REPONSE de Monsieur François KOSCIUSKO-MORIZET,

Maire de SEVRES (*)  

S'agissant des observations relatives à la ZAC Sèvres-Manufacture et à la SEMI-Sèvres,je souhaite vous apporter les précisions suivantes:

Point 5 : ZAC Sèvres-Manufacture

Le Conseil municipal a approuvé le bilan de clôture des comptes de l'opération d'aménagement et décidé la suppression de la ZAC par délibération du 15 décembre 2005.

Point 6 : la SEMI-Sèvres

Point 6-1

Le Conseil d'administration de la SEMI-Sèvres a adopté le 7 décembre 2005 un projet de modification des statuts mettant en conformité les statuts de la société avec les règles de gouvernance de la loi NRE du 15 mai 2001.

Ce projet a été validé par le Conseil municipal lors de sa séance du 15 décembre. 2005. . ­

Il sera soumis pour adoption définitive à l'Assemblée générale extraordinaire de la Société convoquée le 10 janvier 2006.

Point 6-2-3

Le Conseil d'administration du 7 décembre}005 a aussi approuvé:

le plan d'entretien du patrimoine 2006-2013, le plan de redressement financier.

Ce dernier plan sera mis en œuvre dès le début 2006 par un reprofilage de la dette et par la cession progressive des droits de désignation des locataires de 115 logements, soit à la ville soit à des organismes collecteurs du 1% logement, pour une valeur estimée à 3,4 millions d'euros.
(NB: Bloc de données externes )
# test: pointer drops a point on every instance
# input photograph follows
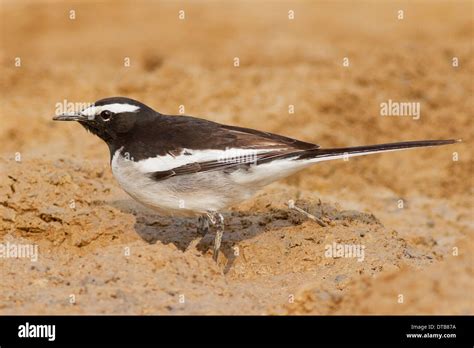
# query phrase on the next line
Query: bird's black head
(110, 118)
La mise en œuvre de ces deux modalités permettra de rétablir l'équilibre de la gestion locative et de réaliser le plan d'entretien.

Pour l'avenir, la SEMI-Sèvres a commencé à étudier deux familles d'hypothèses: adossement ou cession à un organisme de plus grande taille, pérennisation de la société dans sa forme actuelle. .

Cette étude permettra au Conseil d'administration et à la ville de Sèvres de se prononcer en toute connaissance de cause sur le devenir de la SEMI-Sèvres.

(*) Cette réponse jointe au rapport engage la seule responsabilité de son auteur, conformément aux dispositions de l'article L.241-11 du Code des juridictions financières.